Elizabeth Prodromou, an expert in geopolitics at Boston College and member of the Greek Orthodox Church, said the two dominant and opposing narratives of the war — presented by Russia on the one hand, the United States and Western nations on the other — objectify Ukraine, take away its agency and suppress its voice.

However, churches “need not be captured by those narratives,” she said. Rather, it is incumbent to acknowledge them, reflect on them and critique them with Gospel language, such as “love, peace, justice, judgment, mercy, forgiveness, repentance,” and to “redirect … secular narratives that are based on either/or, zero-sum, win/lose” ways of thinking. 

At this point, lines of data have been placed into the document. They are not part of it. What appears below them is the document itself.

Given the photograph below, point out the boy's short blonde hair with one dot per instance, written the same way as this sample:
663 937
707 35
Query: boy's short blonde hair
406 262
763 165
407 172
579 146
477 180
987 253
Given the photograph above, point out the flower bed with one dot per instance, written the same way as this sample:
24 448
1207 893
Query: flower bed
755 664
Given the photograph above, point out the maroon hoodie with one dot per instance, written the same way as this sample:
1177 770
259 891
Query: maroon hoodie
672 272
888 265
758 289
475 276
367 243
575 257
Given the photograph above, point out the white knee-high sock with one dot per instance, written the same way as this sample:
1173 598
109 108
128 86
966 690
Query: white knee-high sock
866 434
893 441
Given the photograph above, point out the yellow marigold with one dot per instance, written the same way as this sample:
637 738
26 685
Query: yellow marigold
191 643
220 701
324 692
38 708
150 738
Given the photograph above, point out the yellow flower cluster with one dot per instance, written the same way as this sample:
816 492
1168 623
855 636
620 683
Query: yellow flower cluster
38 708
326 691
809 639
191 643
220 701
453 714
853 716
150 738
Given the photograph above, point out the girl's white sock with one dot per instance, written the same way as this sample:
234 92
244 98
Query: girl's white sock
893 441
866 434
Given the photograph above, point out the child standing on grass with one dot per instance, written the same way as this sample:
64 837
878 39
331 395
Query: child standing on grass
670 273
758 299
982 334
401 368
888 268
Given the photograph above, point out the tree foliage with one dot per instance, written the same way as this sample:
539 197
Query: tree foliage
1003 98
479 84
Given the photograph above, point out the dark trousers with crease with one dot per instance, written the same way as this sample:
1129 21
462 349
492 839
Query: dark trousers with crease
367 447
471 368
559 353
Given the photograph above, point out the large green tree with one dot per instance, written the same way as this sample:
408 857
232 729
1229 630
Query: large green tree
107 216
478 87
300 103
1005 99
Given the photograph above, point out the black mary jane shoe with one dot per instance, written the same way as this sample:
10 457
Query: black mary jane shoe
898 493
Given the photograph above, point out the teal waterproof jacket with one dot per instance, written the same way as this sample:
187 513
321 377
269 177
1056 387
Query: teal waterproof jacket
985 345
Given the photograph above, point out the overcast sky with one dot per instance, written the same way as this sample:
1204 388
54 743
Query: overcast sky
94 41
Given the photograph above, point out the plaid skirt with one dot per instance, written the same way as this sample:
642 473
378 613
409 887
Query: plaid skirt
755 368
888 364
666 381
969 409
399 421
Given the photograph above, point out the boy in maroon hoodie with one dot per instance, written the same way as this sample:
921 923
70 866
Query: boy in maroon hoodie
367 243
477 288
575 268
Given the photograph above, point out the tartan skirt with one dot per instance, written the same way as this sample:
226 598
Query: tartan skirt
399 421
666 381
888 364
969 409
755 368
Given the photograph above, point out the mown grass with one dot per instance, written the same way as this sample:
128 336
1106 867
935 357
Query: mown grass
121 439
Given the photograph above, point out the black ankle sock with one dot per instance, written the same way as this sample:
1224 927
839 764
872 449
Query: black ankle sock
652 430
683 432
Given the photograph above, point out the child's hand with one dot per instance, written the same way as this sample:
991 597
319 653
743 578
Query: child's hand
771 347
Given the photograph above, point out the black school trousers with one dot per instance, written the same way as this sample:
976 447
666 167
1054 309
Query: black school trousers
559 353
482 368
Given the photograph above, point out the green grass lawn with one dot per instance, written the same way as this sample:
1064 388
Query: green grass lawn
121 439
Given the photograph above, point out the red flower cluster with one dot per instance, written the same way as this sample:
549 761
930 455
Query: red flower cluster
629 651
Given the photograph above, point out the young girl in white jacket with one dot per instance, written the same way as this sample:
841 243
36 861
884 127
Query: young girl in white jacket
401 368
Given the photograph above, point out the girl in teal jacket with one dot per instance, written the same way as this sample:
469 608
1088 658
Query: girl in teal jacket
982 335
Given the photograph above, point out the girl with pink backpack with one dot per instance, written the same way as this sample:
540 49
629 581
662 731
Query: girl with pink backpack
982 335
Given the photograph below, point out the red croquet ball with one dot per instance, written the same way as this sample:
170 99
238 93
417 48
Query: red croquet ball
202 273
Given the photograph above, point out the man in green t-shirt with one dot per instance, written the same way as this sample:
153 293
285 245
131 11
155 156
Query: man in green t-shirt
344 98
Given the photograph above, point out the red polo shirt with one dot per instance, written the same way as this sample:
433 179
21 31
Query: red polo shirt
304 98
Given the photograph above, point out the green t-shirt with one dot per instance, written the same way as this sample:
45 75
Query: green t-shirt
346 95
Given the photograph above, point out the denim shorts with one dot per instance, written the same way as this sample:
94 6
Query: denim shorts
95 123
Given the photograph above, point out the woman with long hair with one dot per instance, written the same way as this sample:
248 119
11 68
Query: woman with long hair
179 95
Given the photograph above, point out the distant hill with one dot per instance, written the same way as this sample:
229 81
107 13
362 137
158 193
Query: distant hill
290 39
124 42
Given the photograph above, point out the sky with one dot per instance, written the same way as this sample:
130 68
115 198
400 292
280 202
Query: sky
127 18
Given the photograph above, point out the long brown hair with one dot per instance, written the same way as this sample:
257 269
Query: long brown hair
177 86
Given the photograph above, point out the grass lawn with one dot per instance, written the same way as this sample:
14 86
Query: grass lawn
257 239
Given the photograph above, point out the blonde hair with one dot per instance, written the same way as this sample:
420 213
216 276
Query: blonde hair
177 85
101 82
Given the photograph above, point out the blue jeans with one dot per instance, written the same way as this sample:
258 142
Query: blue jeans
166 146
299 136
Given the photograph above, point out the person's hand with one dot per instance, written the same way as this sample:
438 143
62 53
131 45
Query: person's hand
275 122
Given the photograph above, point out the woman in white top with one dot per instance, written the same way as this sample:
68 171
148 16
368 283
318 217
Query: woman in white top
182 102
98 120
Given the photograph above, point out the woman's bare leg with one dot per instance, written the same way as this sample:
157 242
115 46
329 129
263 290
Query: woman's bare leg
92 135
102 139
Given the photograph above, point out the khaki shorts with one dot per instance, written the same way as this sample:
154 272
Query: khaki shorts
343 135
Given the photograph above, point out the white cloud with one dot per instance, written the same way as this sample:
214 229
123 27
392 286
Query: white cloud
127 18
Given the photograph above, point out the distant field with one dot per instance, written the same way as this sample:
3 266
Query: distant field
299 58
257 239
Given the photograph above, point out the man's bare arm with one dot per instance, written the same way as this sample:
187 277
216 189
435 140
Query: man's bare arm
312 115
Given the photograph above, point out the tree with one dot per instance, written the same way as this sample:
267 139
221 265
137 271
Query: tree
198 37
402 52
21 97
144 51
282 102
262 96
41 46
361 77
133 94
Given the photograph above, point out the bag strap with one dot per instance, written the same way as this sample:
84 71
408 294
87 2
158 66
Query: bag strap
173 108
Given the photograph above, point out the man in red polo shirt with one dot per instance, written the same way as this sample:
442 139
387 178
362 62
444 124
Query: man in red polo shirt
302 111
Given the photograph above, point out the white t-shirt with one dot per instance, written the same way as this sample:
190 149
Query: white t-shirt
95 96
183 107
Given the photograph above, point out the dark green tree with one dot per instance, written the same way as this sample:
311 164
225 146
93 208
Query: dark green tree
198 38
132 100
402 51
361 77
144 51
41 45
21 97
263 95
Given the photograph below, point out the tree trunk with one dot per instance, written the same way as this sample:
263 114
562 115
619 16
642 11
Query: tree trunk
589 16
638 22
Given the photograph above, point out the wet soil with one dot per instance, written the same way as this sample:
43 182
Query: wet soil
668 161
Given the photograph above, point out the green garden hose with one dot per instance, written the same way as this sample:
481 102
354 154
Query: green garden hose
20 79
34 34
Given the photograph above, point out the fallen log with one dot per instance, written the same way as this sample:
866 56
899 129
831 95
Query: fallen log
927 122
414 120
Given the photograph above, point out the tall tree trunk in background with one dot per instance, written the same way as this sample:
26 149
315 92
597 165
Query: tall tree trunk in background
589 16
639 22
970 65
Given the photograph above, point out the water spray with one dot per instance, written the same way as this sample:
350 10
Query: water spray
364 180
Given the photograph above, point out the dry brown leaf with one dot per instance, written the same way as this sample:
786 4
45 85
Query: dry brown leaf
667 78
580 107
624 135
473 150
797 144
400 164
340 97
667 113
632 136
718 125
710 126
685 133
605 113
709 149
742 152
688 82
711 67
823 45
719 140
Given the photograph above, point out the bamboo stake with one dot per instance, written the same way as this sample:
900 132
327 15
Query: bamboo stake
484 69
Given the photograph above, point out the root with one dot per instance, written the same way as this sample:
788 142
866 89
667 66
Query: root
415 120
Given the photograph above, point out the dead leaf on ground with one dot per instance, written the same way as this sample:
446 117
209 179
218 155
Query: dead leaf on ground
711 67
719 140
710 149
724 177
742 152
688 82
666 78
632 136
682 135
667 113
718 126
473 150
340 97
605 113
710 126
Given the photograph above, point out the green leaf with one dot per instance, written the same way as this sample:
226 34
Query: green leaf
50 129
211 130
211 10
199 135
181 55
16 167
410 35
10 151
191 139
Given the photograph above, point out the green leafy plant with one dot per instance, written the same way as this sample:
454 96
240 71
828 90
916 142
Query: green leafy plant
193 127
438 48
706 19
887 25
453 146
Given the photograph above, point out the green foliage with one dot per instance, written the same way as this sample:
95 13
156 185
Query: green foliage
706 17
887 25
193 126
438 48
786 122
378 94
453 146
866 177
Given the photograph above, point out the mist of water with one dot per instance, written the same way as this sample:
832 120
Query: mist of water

“Churches need to speak as church, centred … in love, centred in Christ,” she said. They need to “be stakeholders in the conversations about how to address the war now, and how to bring about the kind of healing that’s going to be necessary” for durable peace.

Perry Hamalis, a Greek Orthodox deacon and religious studies professor at North Central College in Napierville, Illinois, said the war between two predominantly Christian nations has compromised Christian witness and is “an extraordinary opportunity for those who are anti-Christian … to reduce Christianity to just one more ideology that promotes violence.” 

He addressed “Russkiy mir,” a concept promoting a cultural, historical and political worldview that aims to unite territories with historical ties to Russia; it has been adopted by President Vladimir Putin and the Russian Orthodox Church to legitimate the war.

It is “an ideology, it is not a theology,” said Hamalis. “It is an absolute distortion of what it means to think in terms of (being) a Christian. When one is baptized in Christ, one’s identity becomes first and foremost that of a Christian,” not identified with a nation, a race or political agenda.

Gayle E. Woloschak, a member of the Ukrainian Orthodox Church, said Russia’s invasion was a shock to her church community. To add to the hurt, the refusal of some Orthodox bishops in the U.S. to speak against the war led several faithful to leave one diocese for another.

“This split the Orthodox Church in the U.S.,” said the associate dean for graduate and postdoctoral affairs at Northwestern University in Evanston, Illinois.

Woloschak disputed the notion that Ukraine is an Orthodox nation, arguing instead that it is religiously pluralistic. 

“There are philosophical differences in how Ukrainians view freedom of religion, which they are open to, and that’s not the case in Russia,” she said, adding that these differences are behind religion-related issues in the war.

Gudziak noted Russia’s lack of respect for religious freedom. Since the 18th century, he said, “every time there’s a Russian occupation in Ukrainian territory,” the Ukrainian Catholic Church “is extinguished,” adding in Russian-occupied regions “there’s not a single functioning Catholic priest, Eastern or Western. There are some in Crimea, but the Church is being strangled there.” 

Gudziak spoke about the Russian persecution of the Ukrainian Catholic Church during communism and how the Church survived underground for decades until it achieved legal recognition again in 1989.

Summerson said the day’s events added new insights into the relationship between religion, history and geopolitics in this war.

 “We can’t understand the war in Ukraine without understanding the religious culture that undergirds its rhetoric,” he said. “And we can’t come to a peaceful resolution in this war unless we are willing as churches to witness to the peace that comes from the resurrected Christ.”

(Laura Ieraci, a former Montreal journalist, now writes for the Catholic press from Chicago.)